The main issue here is the \(b_{k-n}\) which depending on the values of \(k\), and \(n\) can range from \(-N+1 \to N-1\) which is a total range of \(2N - 1\). In general to compute a linear convolution from a circular convolution we could simply zero pad both sequences to the minimum length of \(2N-1\). The zero-padding has no effect on the linear convolution and but now wrapping of negative indices back to the end of the sequence will always land on a zero, so woohoo we solved it ! That is true in the general case but in our case \(b_{k-n}\) is a chirp signal which has valid negative indices which need to be included. Fortuantely, the chirp signal is mirrored about the vertical axis meaning that \(b_n = b_{-n}\). That means to compute the convolution we will need to zero pad \(a_n\) out to a minimum length of \(M = 2N-1\) and similarly account for the wrapping by setting \(b_n = b_{M-n}\).

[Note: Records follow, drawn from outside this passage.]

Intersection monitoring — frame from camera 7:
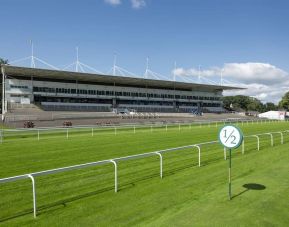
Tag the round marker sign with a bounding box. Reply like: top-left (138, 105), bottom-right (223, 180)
top-left (219, 125), bottom-right (243, 149)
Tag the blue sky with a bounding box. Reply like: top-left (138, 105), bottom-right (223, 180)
top-left (0, 0), bottom-right (289, 102)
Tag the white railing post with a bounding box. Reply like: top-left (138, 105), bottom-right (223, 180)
top-left (110, 160), bottom-right (118, 192)
top-left (156, 152), bottom-right (163, 178)
top-left (254, 135), bottom-right (260, 151)
top-left (28, 174), bottom-right (37, 218)
top-left (277, 132), bottom-right (284, 144)
top-left (268, 133), bottom-right (274, 147)
top-left (195, 145), bottom-right (201, 167)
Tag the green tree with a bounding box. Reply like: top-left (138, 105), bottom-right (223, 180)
top-left (279, 91), bottom-right (289, 110)
top-left (0, 58), bottom-right (8, 65)
top-left (265, 102), bottom-right (278, 111)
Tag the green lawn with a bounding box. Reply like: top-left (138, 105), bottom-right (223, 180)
top-left (0, 122), bottom-right (289, 226)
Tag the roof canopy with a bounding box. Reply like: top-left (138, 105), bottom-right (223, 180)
top-left (2, 65), bottom-right (244, 92)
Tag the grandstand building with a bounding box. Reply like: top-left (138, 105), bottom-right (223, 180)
top-left (1, 65), bottom-right (240, 113)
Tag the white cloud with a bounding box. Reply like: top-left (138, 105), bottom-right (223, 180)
top-left (104, 0), bottom-right (121, 6)
top-left (104, 0), bottom-right (146, 9)
top-left (174, 62), bottom-right (289, 103)
top-left (130, 0), bottom-right (146, 9)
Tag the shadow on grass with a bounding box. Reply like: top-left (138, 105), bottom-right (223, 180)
top-left (232, 183), bottom-right (266, 199)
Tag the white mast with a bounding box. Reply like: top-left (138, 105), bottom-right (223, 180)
top-left (173, 61), bottom-right (177, 81)
top-left (198, 65), bottom-right (201, 83)
top-left (30, 40), bottom-right (35, 68)
top-left (112, 54), bottom-right (116, 76)
top-left (75, 47), bottom-right (79, 72)
top-left (144, 57), bottom-right (149, 78)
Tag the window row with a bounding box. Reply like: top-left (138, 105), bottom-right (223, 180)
top-left (10, 84), bottom-right (28, 89)
top-left (33, 87), bottom-right (220, 101)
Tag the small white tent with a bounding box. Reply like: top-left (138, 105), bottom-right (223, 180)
top-left (258, 111), bottom-right (286, 121)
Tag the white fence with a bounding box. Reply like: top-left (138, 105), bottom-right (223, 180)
top-left (0, 119), bottom-right (284, 143)
top-left (0, 130), bottom-right (289, 218)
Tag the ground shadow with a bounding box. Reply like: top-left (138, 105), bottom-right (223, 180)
top-left (232, 183), bottom-right (266, 199)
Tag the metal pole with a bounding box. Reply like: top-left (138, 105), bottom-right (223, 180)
top-left (229, 149), bottom-right (232, 200)
top-left (0, 128), bottom-right (3, 144)
top-left (28, 174), bottom-right (37, 218)
top-left (110, 160), bottom-right (117, 192)
top-left (156, 152), bottom-right (163, 178)
top-left (197, 146), bottom-right (201, 167)
top-left (1, 67), bottom-right (6, 123)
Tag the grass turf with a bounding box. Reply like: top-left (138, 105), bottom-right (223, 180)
top-left (0, 123), bottom-right (289, 226)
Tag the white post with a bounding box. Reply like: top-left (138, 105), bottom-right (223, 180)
top-left (254, 135), bottom-right (260, 151)
top-left (0, 128), bottom-right (3, 144)
top-left (1, 67), bottom-right (6, 123)
top-left (268, 133), bottom-right (274, 147)
top-left (28, 174), bottom-right (37, 218)
top-left (110, 160), bottom-right (117, 192)
top-left (196, 145), bottom-right (201, 167)
top-left (156, 152), bottom-right (163, 178)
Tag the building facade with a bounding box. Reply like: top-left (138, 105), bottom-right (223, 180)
top-left (2, 66), bottom-right (240, 115)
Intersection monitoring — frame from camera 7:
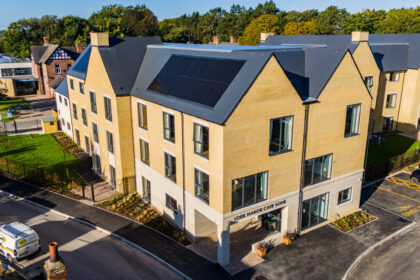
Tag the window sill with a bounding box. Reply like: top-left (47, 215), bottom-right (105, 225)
top-left (194, 151), bottom-right (209, 161)
top-left (344, 133), bottom-right (360, 138)
top-left (268, 149), bottom-right (294, 157)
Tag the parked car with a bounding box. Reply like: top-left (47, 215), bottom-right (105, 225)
top-left (410, 169), bottom-right (420, 184)
top-left (0, 222), bottom-right (41, 261)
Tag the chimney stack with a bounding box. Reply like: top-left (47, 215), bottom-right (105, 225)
top-left (213, 36), bottom-right (220, 45)
top-left (260, 33), bottom-right (274, 42)
top-left (90, 32), bottom-right (109, 47)
top-left (76, 43), bottom-right (86, 53)
top-left (351, 31), bottom-right (369, 42)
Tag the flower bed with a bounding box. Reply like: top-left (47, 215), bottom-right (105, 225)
top-left (96, 193), bottom-right (190, 245)
top-left (331, 210), bottom-right (376, 232)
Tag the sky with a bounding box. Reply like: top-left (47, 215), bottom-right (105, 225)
top-left (0, 0), bottom-right (420, 30)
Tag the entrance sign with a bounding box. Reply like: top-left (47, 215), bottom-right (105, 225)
top-left (231, 200), bottom-right (286, 222)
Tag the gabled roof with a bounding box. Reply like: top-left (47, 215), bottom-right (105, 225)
top-left (67, 44), bottom-right (92, 80)
top-left (98, 37), bottom-right (162, 95)
top-left (369, 33), bottom-right (420, 69)
top-left (55, 79), bottom-right (69, 97)
top-left (369, 43), bottom-right (409, 72)
top-left (274, 48), bottom-right (347, 101)
top-left (131, 44), bottom-right (347, 124)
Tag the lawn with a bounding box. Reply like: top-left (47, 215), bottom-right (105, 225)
top-left (367, 134), bottom-right (420, 166)
top-left (0, 134), bottom-right (83, 184)
top-left (0, 99), bottom-right (29, 122)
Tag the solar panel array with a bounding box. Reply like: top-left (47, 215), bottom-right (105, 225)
top-left (148, 55), bottom-right (245, 107)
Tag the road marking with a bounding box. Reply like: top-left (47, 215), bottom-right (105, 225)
top-left (378, 187), bottom-right (420, 203)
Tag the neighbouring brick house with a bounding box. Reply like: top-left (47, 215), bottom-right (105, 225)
top-left (31, 38), bottom-right (86, 97)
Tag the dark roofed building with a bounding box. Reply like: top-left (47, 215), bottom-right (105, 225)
top-left (30, 38), bottom-right (84, 97)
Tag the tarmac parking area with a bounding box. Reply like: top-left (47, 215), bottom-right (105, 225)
top-left (361, 172), bottom-right (420, 221)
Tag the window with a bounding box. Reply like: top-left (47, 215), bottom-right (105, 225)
top-left (194, 169), bottom-right (209, 204)
top-left (365, 76), bottom-right (373, 92)
top-left (85, 135), bottom-right (90, 154)
top-left (73, 103), bottom-right (77, 120)
top-left (344, 104), bottom-right (361, 136)
top-left (305, 154), bottom-right (332, 186)
top-left (89, 91), bottom-right (97, 114)
top-left (92, 123), bottom-right (99, 143)
top-left (82, 108), bottom-right (87, 126)
top-left (165, 194), bottom-right (178, 211)
top-left (165, 153), bottom-right (176, 182)
top-left (79, 81), bottom-right (85, 94)
top-left (383, 117), bottom-right (394, 131)
top-left (76, 128), bottom-right (80, 146)
top-left (163, 112), bottom-right (175, 142)
top-left (109, 165), bottom-right (117, 187)
top-left (137, 103), bottom-right (147, 129)
top-left (270, 116), bottom-right (293, 155)
top-left (104, 97), bottom-right (112, 122)
top-left (193, 123), bottom-right (209, 158)
top-left (389, 72), bottom-right (400, 82)
top-left (386, 93), bottom-right (397, 108)
top-left (106, 130), bottom-right (114, 153)
top-left (140, 139), bottom-right (149, 165)
top-left (301, 193), bottom-right (329, 230)
top-left (232, 172), bottom-right (268, 211)
top-left (141, 177), bottom-right (152, 203)
top-left (338, 188), bottom-right (351, 204)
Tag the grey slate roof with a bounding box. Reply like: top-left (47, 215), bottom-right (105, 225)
top-left (67, 44), bottom-right (92, 80)
top-left (369, 43), bottom-right (409, 72)
top-left (131, 45), bottom-right (347, 124)
top-left (55, 79), bottom-right (69, 97)
top-left (98, 37), bottom-right (162, 96)
top-left (261, 35), bottom-right (359, 53)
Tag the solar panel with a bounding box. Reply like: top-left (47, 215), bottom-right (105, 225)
top-left (148, 55), bottom-right (245, 107)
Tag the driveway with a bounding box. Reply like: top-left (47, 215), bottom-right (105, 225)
top-left (0, 194), bottom-right (181, 279)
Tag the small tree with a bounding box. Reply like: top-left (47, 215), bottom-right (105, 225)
top-left (239, 15), bottom-right (280, 45)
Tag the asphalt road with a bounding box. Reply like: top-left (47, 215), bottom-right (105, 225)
top-left (0, 194), bottom-right (181, 280)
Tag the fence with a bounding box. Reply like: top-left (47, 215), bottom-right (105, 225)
top-left (364, 149), bottom-right (420, 182)
top-left (0, 119), bottom-right (42, 134)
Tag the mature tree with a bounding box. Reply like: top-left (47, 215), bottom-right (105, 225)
top-left (378, 6), bottom-right (420, 33)
top-left (239, 15), bottom-right (280, 45)
top-left (344, 9), bottom-right (386, 34)
top-left (59, 16), bottom-right (91, 46)
top-left (4, 18), bottom-right (42, 57)
top-left (121, 5), bottom-right (159, 36)
top-left (89, 5), bottom-right (124, 36)
top-left (317, 6), bottom-right (349, 35)
top-left (198, 8), bottom-right (223, 43)
top-left (283, 20), bottom-right (316, 35)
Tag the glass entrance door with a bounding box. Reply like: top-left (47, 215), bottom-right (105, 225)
top-left (301, 193), bottom-right (329, 230)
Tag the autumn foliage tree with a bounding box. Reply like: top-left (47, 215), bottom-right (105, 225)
top-left (239, 15), bottom-right (280, 45)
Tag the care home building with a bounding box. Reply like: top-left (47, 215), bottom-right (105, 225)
top-left (261, 32), bottom-right (420, 134)
top-left (129, 44), bottom-right (372, 265)
top-left (62, 33), bottom-right (375, 265)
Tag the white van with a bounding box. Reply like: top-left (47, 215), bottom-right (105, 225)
top-left (0, 222), bottom-right (41, 260)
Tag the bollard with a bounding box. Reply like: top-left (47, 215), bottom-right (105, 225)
top-left (49, 242), bottom-right (58, 263)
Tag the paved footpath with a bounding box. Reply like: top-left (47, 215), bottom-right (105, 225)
top-left (0, 176), bottom-right (231, 279)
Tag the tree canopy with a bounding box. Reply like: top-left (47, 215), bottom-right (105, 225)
top-left (0, 0), bottom-right (420, 57)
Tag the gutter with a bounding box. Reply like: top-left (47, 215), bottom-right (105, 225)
top-left (297, 104), bottom-right (310, 233)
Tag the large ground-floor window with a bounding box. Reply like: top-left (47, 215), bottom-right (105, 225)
top-left (302, 193), bottom-right (329, 230)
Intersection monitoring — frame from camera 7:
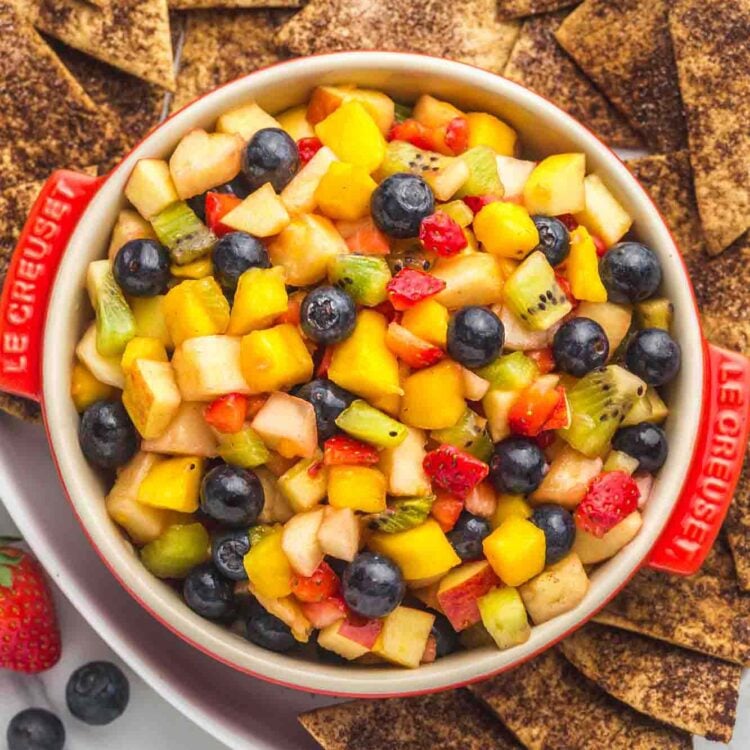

I want to make it clear that padding to a length of \(2N-1\) is the minimum you can pad to because this is the range of indices that the convolution will index in this case (\(L+M-1\) in the general case of two sequences of length \(L\), and \(M\)). Ideally, we will use an FFT algorithm to compute this convolution which is the entire point of this process so that we can get the benefit of the FFTs computational complexity without the length restrictions. There is no problem if we choose to pad the sequences out to a more optimal length so long as that length is greater than \(2N-1\) but I would like to highlight a point that could be deceiving at first. The \(b_n\) sequence will need to be mirrored as above but we also need additional zeros in the sequence to pad the length out. This means that the zeros will need to be padded in the middle of the sequence because the, \(b_n = b_{M-n}\) where M is the total padded length, terms need to be add the end of the sequence of wrapping. Meaning that the padded sequence would look something like,

[\(b_0\), \(b_1\), \(b_2\), \(\cdot \cdot \cdot\), \(0\), \(0\), \(0\), \(\cdot \cdot \cdot\), \(b_3\), \(b_2\), \(b_1\)]

Where the length of the zero section will be \(M - N -( N - 1) = M-2N-1\).